Why The HALT Fentanyl Act Won’t Halt Overdose Deaths

There is no simple way to end the overdose crisis in America. The policy decisions and societal factors that led to the five-fold increase in overdose deaths since the turn of the century are many and complex, and so are the solutions. If we want to turn the tide on the overdose epidemic, it is imperative that we learn from our past mistakes and craft evidence-based and public health focused drug policies that meaningfully address the root causes of addiction and the growing instability and potency of our nation’s illicit drug supply. 

The HALT Fentanyl Act, which was recently signed into law by President Trump after receiving broad bipartisan support in Congress, does none of those things.

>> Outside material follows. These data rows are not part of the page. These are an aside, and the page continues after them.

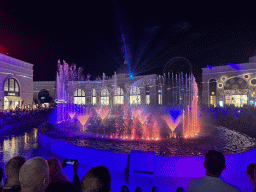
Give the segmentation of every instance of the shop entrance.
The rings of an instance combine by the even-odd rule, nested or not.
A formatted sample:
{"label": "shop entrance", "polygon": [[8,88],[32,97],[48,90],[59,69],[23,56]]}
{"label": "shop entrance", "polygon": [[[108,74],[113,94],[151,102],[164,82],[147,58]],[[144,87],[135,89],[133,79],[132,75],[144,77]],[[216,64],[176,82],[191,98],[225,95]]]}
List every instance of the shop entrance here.
{"label": "shop entrance", "polygon": [[236,107],[243,107],[243,105],[247,105],[247,95],[226,95],[225,104],[233,104]]}

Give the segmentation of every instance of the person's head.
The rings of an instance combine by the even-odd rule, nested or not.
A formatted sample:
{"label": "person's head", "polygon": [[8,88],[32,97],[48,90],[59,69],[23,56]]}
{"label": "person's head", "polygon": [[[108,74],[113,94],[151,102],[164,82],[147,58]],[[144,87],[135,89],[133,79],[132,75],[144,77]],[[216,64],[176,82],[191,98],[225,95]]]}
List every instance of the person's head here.
{"label": "person's head", "polygon": [[19,182],[19,172],[22,165],[26,162],[25,157],[17,156],[11,158],[5,165],[5,172],[8,183]]}
{"label": "person's head", "polygon": [[248,180],[252,184],[254,184],[253,179],[254,179],[254,170],[255,169],[256,169],[256,163],[252,163],[247,166],[247,170],[246,170]]}
{"label": "person's head", "polygon": [[157,189],[156,186],[154,186],[154,187],[152,187],[151,191],[152,191],[152,192],[158,192],[158,189]]}
{"label": "person's head", "polygon": [[34,157],[20,169],[21,191],[45,191],[49,184],[49,166],[42,157]]}
{"label": "person's head", "polygon": [[83,192],[109,192],[111,190],[111,176],[105,166],[93,167],[81,181]]}
{"label": "person's head", "polygon": [[50,158],[47,160],[49,165],[49,184],[50,183],[56,183],[56,182],[62,182],[62,181],[70,181],[66,173],[61,167],[61,163],[56,158]]}
{"label": "person's head", "polygon": [[183,187],[178,187],[176,192],[185,192],[185,189]]}
{"label": "person's head", "polygon": [[204,167],[212,176],[219,176],[226,168],[224,155],[216,150],[209,150],[205,155]]}
{"label": "person's head", "polygon": [[129,189],[128,189],[127,185],[122,186],[121,192],[129,192]]}

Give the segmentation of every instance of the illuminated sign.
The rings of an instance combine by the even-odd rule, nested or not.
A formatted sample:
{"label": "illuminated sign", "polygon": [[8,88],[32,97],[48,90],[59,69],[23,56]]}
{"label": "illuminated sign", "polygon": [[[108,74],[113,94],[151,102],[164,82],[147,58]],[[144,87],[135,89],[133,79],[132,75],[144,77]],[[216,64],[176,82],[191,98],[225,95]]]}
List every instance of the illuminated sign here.
{"label": "illuminated sign", "polygon": [[251,97],[256,97],[256,91],[251,92]]}

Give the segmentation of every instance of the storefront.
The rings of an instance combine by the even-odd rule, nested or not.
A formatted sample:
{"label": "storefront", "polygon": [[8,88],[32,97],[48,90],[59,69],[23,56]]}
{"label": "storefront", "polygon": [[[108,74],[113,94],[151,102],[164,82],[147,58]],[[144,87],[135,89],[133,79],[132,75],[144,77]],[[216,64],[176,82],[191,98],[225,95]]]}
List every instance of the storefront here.
{"label": "storefront", "polygon": [[32,105],[33,65],[0,54],[0,109]]}
{"label": "storefront", "polygon": [[213,106],[254,105],[256,100],[256,56],[248,63],[203,68],[202,103]]}

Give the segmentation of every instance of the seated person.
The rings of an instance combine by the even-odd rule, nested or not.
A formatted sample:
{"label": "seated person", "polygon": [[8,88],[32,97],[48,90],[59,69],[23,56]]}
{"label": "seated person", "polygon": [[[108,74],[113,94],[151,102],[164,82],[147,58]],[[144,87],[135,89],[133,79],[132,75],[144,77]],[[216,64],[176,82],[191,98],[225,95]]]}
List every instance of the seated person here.
{"label": "seated person", "polygon": [[152,187],[151,191],[152,191],[152,192],[158,192],[158,189],[157,189],[156,186],[154,186],[154,187]]}
{"label": "seated person", "polygon": [[25,162],[25,157],[21,156],[13,157],[7,162],[5,166],[7,182],[3,186],[3,191],[20,191],[19,172]]}
{"label": "seated person", "polygon": [[[62,165],[56,158],[50,158],[48,159],[48,165],[49,165],[49,186],[46,189],[46,192],[50,191],[79,191],[80,188],[80,181],[79,177],[77,175],[77,169],[78,169],[78,162],[76,162],[73,166],[75,176],[77,177],[78,181],[75,181],[75,183],[78,185],[74,185],[70,182],[68,176],[65,174],[64,170],[62,169]],[[64,163],[62,163],[64,167],[66,166],[65,160]],[[75,180],[75,176],[74,179]]]}
{"label": "seated person", "polygon": [[81,181],[82,192],[110,192],[111,176],[105,166],[93,167]]}
{"label": "seated person", "polygon": [[4,172],[3,172],[2,167],[0,167],[0,191],[3,186],[3,176],[4,176]]}
{"label": "seated person", "polygon": [[256,192],[256,163],[252,163],[247,166],[247,177],[250,183],[253,185],[253,192]]}
{"label": "seated person", "polygon": [[127,185],[122,186],[121,192],[129,192],[129,189],[128,189]]}
{"label": "seated person", "polygon": [[20,169],[21,192],[44,192],[49,185],[49,166],[42,157],[34,157]]}
{"label": "seated person", "polygon": [[226,168],[224,155],[216,150],[210,150],[205,155],[204,167],[206,175],[190,181],[188,192],[238,192],[235,186],[224,182],[220,176]]}

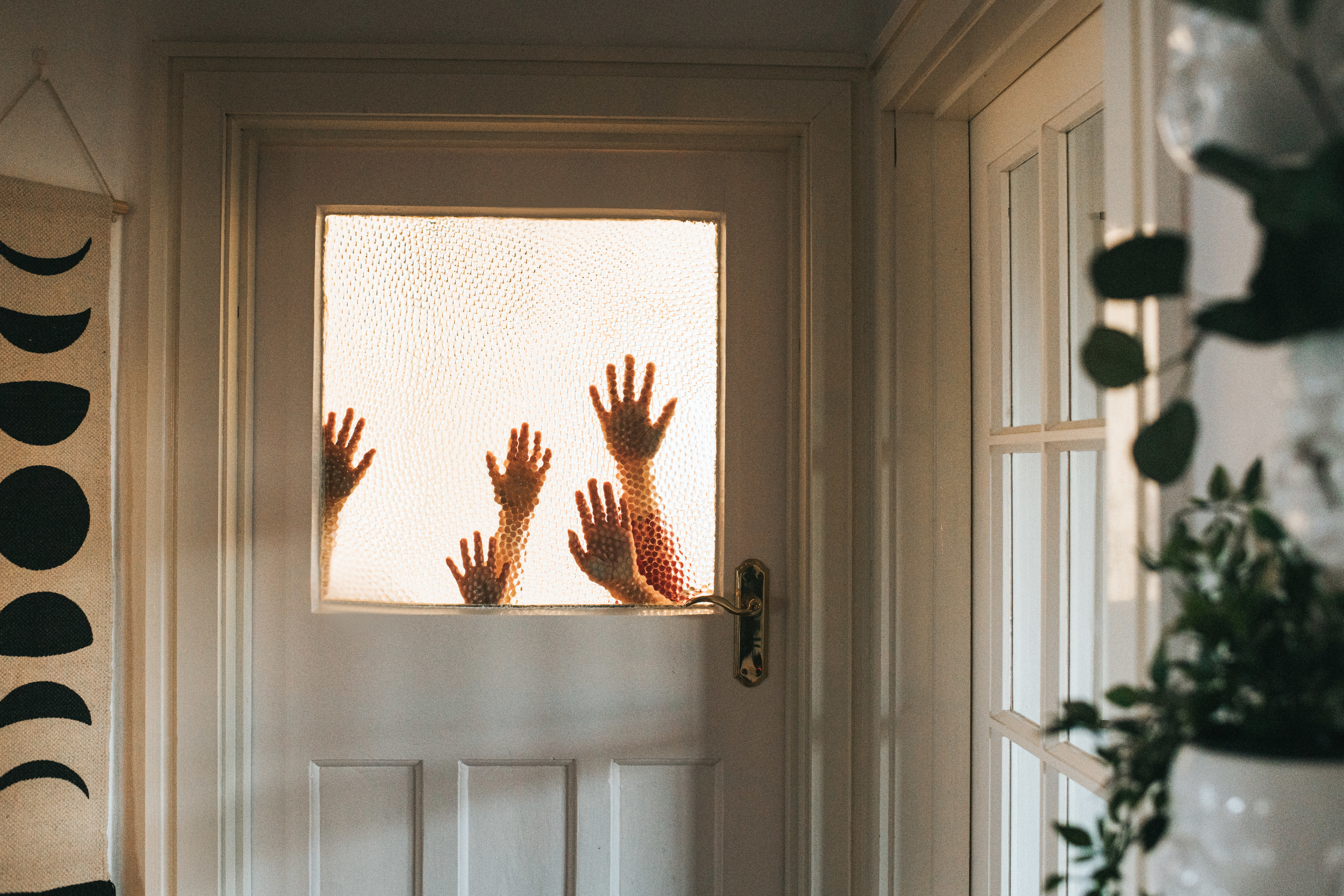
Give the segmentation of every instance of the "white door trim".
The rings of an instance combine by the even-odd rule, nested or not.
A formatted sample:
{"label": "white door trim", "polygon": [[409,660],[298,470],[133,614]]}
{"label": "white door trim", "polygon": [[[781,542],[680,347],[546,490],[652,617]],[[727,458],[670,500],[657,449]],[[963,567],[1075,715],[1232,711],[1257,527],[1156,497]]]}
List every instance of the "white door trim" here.
{"label": "white door trim", "polygon": [[788,145],[794,163],[788,532],[789,578],[797,584],[778,595],[789,652],[785,880],[790,895],[847,892],[851,109],[862,71],[832,59],[820,67],[726,70],[368,59],[359,48],[325,50],[259,54],[215,44],[214,55],[203,56],[181,44],[160,48],[151,208],[146,891],[250,892],[253,161],[259,140],[358,134],[431,144]]}

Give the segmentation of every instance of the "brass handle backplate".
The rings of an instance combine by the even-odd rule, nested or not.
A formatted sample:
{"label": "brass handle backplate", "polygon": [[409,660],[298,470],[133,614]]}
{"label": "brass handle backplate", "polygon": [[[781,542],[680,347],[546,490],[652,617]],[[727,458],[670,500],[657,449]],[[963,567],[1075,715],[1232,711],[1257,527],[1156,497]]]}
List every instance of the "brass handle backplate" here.
{"label": "brass handle backplate", "polygon": [[737,602],[728,603],[716,594],[707,594],[692,603],[712,603],[727,610],[732,625],[732,677],[749,688],[761,684],[766,676],[765,625],[769,615],[770,571],[759,560],[743,560],[738,566]]}

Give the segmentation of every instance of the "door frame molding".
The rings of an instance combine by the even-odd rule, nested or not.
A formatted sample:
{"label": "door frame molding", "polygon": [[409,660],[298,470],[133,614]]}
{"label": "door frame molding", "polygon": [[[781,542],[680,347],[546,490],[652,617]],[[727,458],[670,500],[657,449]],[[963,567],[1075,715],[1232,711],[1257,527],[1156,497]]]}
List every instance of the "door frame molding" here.
{"label": "door frame molding", "polygon": [[[851,776],[852,145],[863,70],[839,54],[743,54],[745,64],[732,64],[731,54],[716,52],[649,64],[636,60],[642,51],[574,60],[579,54],[573,51],[421,50],[156,47],[146,892],[251,891],[254,163],[261,140],[352,137],[422,145],[786,146],[793,163],[788,539],[794,584],[777,598],[789,657],[785,881],[790,895],[847,892],[851,789],[857,785]],[[509,87],[482,89],[487,81]],[[370,116],[371,103],[387,111]]]}

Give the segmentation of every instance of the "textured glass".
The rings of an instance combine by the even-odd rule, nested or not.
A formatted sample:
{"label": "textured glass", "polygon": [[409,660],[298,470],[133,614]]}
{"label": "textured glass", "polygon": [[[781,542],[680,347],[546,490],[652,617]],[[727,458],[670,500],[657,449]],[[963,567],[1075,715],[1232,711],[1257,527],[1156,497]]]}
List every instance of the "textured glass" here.
{"label": "textured glass", "polygon": [[1004,504],[1009,529],[1005,549],[1011,578],[1005,583],[1005,631],[1012,658],[1012,709],[1040,719],[1040,454],[1008,454]]}
{"label": "textured glass", "polygon": [[1008,380],[1007,426],[1040,423],[1040,157],[1008,173]]}
{"label": "textured glass", "polygon": [[[1105,582],[1105,451],[1063,451],[1059,455],[1062,489],[1059,556],[1064,614],[1068,621],[1068,700],[1101,705],[1099,658],[1101,599]],[[1075,731],[1068,739],[1083,750],[1095,750],[1095,739]]]}
{"label": "textured glass", "polygon": [[1068,352],[1064,394],[1068,419],[1102,416],[1102,392],[1083,371],[1082,351],[1101,313],[1091,287],[1091,259],[1105,244],[1106,157],[1105,120],[1097,113],[1068,132]]}
{"label": "textured glass", "polygon": [[[574,493],[590,478],[612,482],[617,500],[626,492],[636,543],[667,548],[657,571],[644,570],[640,548],[652,586],[683,598],[711,588],[718,240],[715,223],[696,220],[328,215],[321,407],[366,418],[356,454],[376,455],[339,508],[325,596],[462,603],[468,588],[445,557],[465,566],[458,541],[478,531],[499,532],[501,556],[515,544],[504,600],[613,603],[567,540],[569,529],[587,535]],[[626,355],[636,394],[656,364],[652,418],[676,399],[661,445],[634,446],[656,451],[637,494],[607,447],[625,437],[605,433],[589,396],[595,384],[610,412],[606,367],[622,377]],[[524,422],[550,467],[535,508],[504,519],[513,486],[492,477],[485,454],[512,472],[509,430]],[[523,445],[516,458],[534,486],[539,454]]]}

The bill, which permanently classifies all fentanyl related substances in the most restrictive drug classification category (Schedule I), has been pitched by its proponents as a “commonsense bill” that provides law enforcement with the “the full suite of tools they need” to tackle the overdose crisis and “keep these poisons out of our communities.” These are fine sentiments, but unfortunately they do not align with the history of our nation’s war on drugs or even the track record of the policy itself.

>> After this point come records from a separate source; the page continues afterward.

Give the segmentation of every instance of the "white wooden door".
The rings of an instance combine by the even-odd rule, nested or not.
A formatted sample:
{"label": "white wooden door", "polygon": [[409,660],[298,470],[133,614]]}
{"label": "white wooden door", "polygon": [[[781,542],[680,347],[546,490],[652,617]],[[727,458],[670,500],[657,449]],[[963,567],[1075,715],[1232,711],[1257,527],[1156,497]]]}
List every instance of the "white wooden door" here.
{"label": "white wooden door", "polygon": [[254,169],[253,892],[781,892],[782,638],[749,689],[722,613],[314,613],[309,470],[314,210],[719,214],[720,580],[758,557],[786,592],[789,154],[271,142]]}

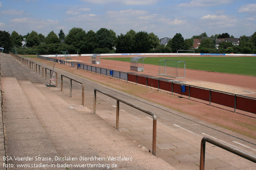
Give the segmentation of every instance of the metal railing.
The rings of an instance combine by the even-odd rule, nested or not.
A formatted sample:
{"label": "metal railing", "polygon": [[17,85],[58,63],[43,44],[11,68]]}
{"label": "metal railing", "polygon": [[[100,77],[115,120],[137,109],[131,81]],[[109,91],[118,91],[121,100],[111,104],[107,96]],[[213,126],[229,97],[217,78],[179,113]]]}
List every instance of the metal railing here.
{"label": "metal railing", "polygon": [[50,77],[51,77],[51,79],[52,79],[51,72],[54,72],[55,73],[55,74],[56,75],[56,83],[55,83],[56,86],[57,87],[58,86],[58,74],[57,73],[57,72],[56,72],[55,70],[51,70],[49,68],[48,68],[47,67],[45,67],[45,79],[47,78],[47,70],[50,71]]}
{"label": "metal railing", "polygon": [[111,97],[114,99],[117,100],[117,116],[116,116],[116,129],[118,130],[119,127],[119,102],[121,102],[123,103],[127,104],[135,108],[136,109],[138,109],[142,112],[144,112],[152,116],[153,118],[153,142],[152,142],[152,153],[153,155],[156,156],[156,116],[155,114],[152,112],[146,110],[143,108],[141,108],[137,106],[136,106],[134,104],[129,103],[125,100],[124,100],[123,99],[118,98],[106,92],[104,92],[101,90],[96,88],[94,90],[94,101],[93,105],[93,113],[94,114],[96,114],[96,92],[99,92],[102,94],[108,96],[109,97]]}
{"label": "metal railing", "polygon": [[213,145],[219,147],[233,154],[236,154],[246,159],[253,162],[256,163],[256,157],[249,155],[243,152],[233,148],[229,146],[215,140],[205,137],[201,141],[201,150],[200,154],[200,170],[205,169],[205,142],[207,142]]}
{"label": "metal railing", "polygon": [[82,105],[83,106],[84,106],[84,83],[80,82],[79,81],[78,81],[76,80],[75,80],[72,78],[71,78],[70,77],[68,77],[67,76],[65,76],[63,74],[61,74],[61,91],[63,91],[63,77],[65,77],[66,78],[68,78],[70,80],[70,97],[72,97],[72,81],[75,81],[78,83],[80,83],[82,84]]}
{"label": "metal railing", "polygon": [[38,70],[39,71],[39,74],[40,74],[40,66],[42,67],[42,77],[43,78],[43,67],[41,65],[38,64],[35,64],[35,72],[37,73],[37,66],[38,66]]}

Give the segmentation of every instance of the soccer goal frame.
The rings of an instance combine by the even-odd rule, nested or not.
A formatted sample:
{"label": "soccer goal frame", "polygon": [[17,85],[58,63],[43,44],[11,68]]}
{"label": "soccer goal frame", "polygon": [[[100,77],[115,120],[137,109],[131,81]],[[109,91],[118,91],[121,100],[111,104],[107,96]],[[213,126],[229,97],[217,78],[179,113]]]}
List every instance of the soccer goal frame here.
{"label": "soccer goal frame", "polygon": [[194,54],[194,56],[195,57],[195,50],[177,50],[177,56],[178,57],[178,53],[179,51],[193,51],[193,53]]}
{"label": "soccer goal frame", "polygon": [[[184,63],[184,68],[181,66],[179,66],[180,63]],[[170,66],[169,66],[170,63],[172,64]],[[185,73],[186,62],[185,61],[172,60],[159,60],[159,71],[158,74],[158,76],[163,76],[175,78],[185,78]]]}
{"label": "soccer goal frame", "polygon": [[59,51],[59,58],[61,58],[61,55],[64,55],[66,60],[72,60],[68,51]]}

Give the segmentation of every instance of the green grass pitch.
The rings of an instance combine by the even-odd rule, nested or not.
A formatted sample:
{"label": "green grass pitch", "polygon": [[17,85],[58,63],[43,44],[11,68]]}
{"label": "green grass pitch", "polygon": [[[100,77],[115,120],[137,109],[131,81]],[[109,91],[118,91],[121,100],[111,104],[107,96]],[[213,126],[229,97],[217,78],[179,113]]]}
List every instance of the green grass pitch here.
{"label": "green grass pitch", "polygon": [[[129,62],[131,58],[106,58],[102,59]],[[210,72],[256,76],[255,57],[148,57],[145,64],[158,65],[160,60],[186,61],[186,68]]]}

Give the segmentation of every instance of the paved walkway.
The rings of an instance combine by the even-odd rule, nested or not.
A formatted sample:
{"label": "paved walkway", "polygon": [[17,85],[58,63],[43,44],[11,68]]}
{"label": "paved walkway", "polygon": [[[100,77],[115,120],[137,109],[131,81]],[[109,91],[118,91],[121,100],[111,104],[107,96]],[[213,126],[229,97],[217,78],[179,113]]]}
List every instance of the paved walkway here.
{"label": "paved walkway", "polygon": [[[5,59],[12,60],[8,58]],[[5,69],[7,70],[7,68]],[[27,68],[23,69],[28,70]],[[18,80],[16,80],[17,83],[13,83],[17,86],[19,84],[20,88],[31,106],[34,115],[47,135],[48,138],[45,140],[50,142],[47,146],[49,147],[53,146],[58,156],[62,157],[67,155],[74,155],[74,157],[81,155],[93,155],[97,157],[105,157],[108,155],[132,156],[134,159],[131,162],[119,162],[117,163],[118,168],[124,169],[161,169],[161,168],[172,169],[172,166],[177,170],[198,170],[200,140],[203,136],[221,140],[229,146],[252,154],[256,153],[256,142],[253,139],[79,76],[56,70],[59,77],[61,73],[64,74],[85,83],[86,107],[80,105],[80,85],[74,84],[72,98],[68,96],[69,84],[67,80],[64,80],[63,92],[60,92],[58,88],[46,87],[42,84],[45,83],[43,79],[40,79],[39,76],[36,78],[32,74],[28,74],[22,78],[19,75]],[[6,72],[6,76],[14,78],[15,74],[20,72],[13,71]],[[29,71],[31,72],[31,70]],[[14,72],[15,73],[12,74]],[[33,83],[29,81],[31,76],[33,77],[33,80],[31,80]],[[36,80],[34,80],[36,78]],[[6,78],[8,77],[3,78]],[[15,82],[15,80],[9,80]],[[9,88],[8,84],[6,84],[4,86],[6,90]],[[3,86],[3,88],[4,85]],[[97,114],[95,115],[92,113],[93,89],[95,88],[104,90],[157,114],[156,158],[148,152],[148,149],[151,149],[152,145],[151,118],[121,104],[120,130],[116,131],[113,127],[115,125],[116,103],[115,100],[97,94]],[[10,93],[12,91],[10,90]],[[9,93],[6,92],[5,92],[5,95]],[[4,99],[5,100],[4,96]],[[19,103],[17,102],[17,103]],[[9,107],[11,106],[10,104]],[[4,110],[5,105],[4,107]],[[7,108],[6,108],[7,109]],[[19,113],[20,110],[18,110],[18,113]],[[4,123],[5,113],[4,112]],[[37,122],[36,120],[34,122],[35,123]],[[7,126],[8,121],[6,122]],[[23,128],[23,126],[21,127]],[[5,132],[7,132],[5,128]],[[6,140],[6,146],[8,144]],[[255,169],[255,164],[213,146],[207,143],[205,169]],[[6,149],[7,151],[8,149]],[[104,161],[100,162],[105,163]],[[56,161],[54,164],[58,162]]]}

What the members of Congress who support the HALT Fentanyl Act invariably fail to mention when describing the lofty results they expect the bill to achieve is the fact that the policy has already been in effect on a temporary basis since 2018. During that time—a time when the Drug Enforcement Administration continuously had all illicit fentanyl related substances not already regulated by the Controlled Substances Act placed into Schedule I—overdose deaths in the United States skyrocketed from 67,367 deaths in 2018 to 107,941 in 2022. Surely, if the automatic scheduling of all fentanyl related substances truly rid our communities of new variants of these illicit opioids, the result wouldn’t have been a 40,000 person increase in overdose deaths.

In practice, this legislation is doubling down on the failed, punitive approaches of the war on drugs with no acknowledgement of the fact that the policies it promotes have already been tried many times over without success. The HALT Fentanyl Act will enshrine mandatory minimum penalties for the possession of fentanyl related substances that have proven to be ineffective at deterring crime and deterring drug use while also disproportionately impacting Black and Brown communities. It will also place all fentanyl related substances on Schedule I regardless of whether or not the substance in question is actually harmful to people, potentially imprisoning people for possession of a harmless substance.

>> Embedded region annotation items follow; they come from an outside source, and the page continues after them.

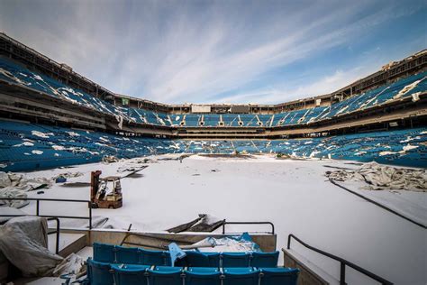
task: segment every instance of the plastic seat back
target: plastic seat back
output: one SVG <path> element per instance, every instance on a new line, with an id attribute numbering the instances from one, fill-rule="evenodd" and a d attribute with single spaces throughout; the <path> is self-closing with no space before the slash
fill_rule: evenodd
<path id="1" fill-rule="evenodd" d="M 89 269 L 89 281 L 91 285 L 109 285 L 114 284 L 113 272 L 110 264 L 87 260 Z"/>
<path id="2" fill-rule="evenodd" d="M 183 259 L 188 267 L 210 267 L 208 255 L 199 253 L 188 251 L 186 252 L 186 256 Z"/>
<path id="3" fill-rule="evenodd" d="M 220 268 L 220 253 L 204 253 L 209 260 L 209 267 Z"/>
<path id="4" fill-rule="evenodd" d="M 296 285 L 298 269 L 290 268 L 263 268 L 261 269 L 261 285 Z"/>
<path id="5" fill-rule="evenodd" d="M 221 272 L 186 271 L 186 284 L 187 285 L 221 285 Z"/>
<path id="6" fill-rule="evenodd" d="M 168 252 L 139 249 L 140 262 L 145 265 L 170 265 L 170 255 Z"/>
<path id="7" fill-rule="evenodd" d="M 115 245 L 94 243 L 94 261 L 115 262 Z"/>
<path id="8" fill-rule="evenodd" d="M 253 267 L 277 267 L 278 252 L 252 253 L 250 266 Z"/>
<path id="9" fill-rule="evenodd" d="M 137 248 L 117 246 L 115 258 L 118 263 L 139 264 L 141 252 Z"/>
<path id="10" fill-rule="evenodd" d="M 248 268 L 224 269 L 223 285 L 258 285 L 260 280 L 260 271 Z M 280 283 L 277 283 L 280 284 Z"/>
<path id="11" fill-rule="evenodd" d="M 112 269 L 114 272 L 115 285 L 148 284 L 148 273 L 146 272 L 148 266 L 146 265 L 125 266 L 123 268 L 112 265 Z"/>
<path id="12" fill-rule="evenodd" d="M 224 253 L 222 267 L 249 267 L 250 255 L 245 253 Z"/>
<path id="13" fill-rule="evenodd" d="M 158 266 L 147 271 L 150 285 L 182 285 L 181 268 Z"/>

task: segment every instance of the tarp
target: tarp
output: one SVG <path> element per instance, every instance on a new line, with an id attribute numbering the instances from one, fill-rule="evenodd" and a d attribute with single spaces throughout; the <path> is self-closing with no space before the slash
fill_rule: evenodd
<path id="1" fill-rule="evenodd" d="M 219 219 L 208 214 L 199 214 L 199 217 L 188 223 L 168 229 L 169 233 L 214 232 L 223 225 L 225 219 Z"/>
<path id="2" fill-rule="evenodd" d="M 259 245 L 252 241 L 248 233 L 222 238 L 208 237 L 192 244 L 200 252 L 251 253 L 261 252 Z"/>
<path id="3" fill-rule="evenodd" d="M 48 250 L 45 218 L 19 216 L 0 227 L 0 251 L 23 276 L 50 276 L 62 257 Z"/>
<path id="4" fill-rule="evenodd" d="M 402 169 L 369 162 L 355 170 L 327 171 L 326 176 L 337 181 L 364 181 L 367 183 L 365 188 L 369 190 L 427 192 L 427 170 Z"/>
<path id="5" fill-rule="evenodd" d="M 0 252 L 25 277 L 77 274 L 84 260 L 71 253 L 65 259 L 48 249 L 48 224 L 39 216 L 19 216 L 0 226 Z"/>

For more than 50 years, US drug policy has been built upon the idea that it was possible for the federal government and law enforcement to reduce the general public’s accessibility to illicit substances and, by extension, reduce the frequency and risk of illicit drug use through the increased criminalization of those substances and the people who sold and used them. In recent years increased emphasis has been placed at times on a public health approach to addressing drug use that often emphasizes evidence-based prevention, treatment, recovery, and even harm reduction interventions, but we never broke free from the belief that, in certain circumstances, we could arrest our way out of this crisis.

Since the beginning of the overdose crisis, multiple presidential administrations and Congresses have done their best to halt and disrupt illicit drug markets, often with good intentions. And, with each new punitive regulation or massive investment in law enforcement, all they have succeeded in doing is taking an already dangerous illicit drug supply and supercharging it into the rapidly changing, unpredictable and hyper-deadly illicit drug supply that we have now. 

Just as the prohibition of alcohol in the 1920s led to beer and wine being replaced by moonshine and bathtub gin, the federal government’s supply-side crackdowns on prescription opioids led to a massive influx of heroin into the illicit drug market. When attempts to seize heroin proved successful enough to meaningfully eat into the profit margins of those who trafficked it, it was replaced by fentanyl and fentanyl related substances, which were easier to transport and cheaper to produce. And, when fentanyl came to dominate the opioid supply in the United States, drug sellers began mixing the drug with adulterants like xylazine and medetomidine to mimic the type and duration of the high produced by those drugs, with devastating unintended consequences.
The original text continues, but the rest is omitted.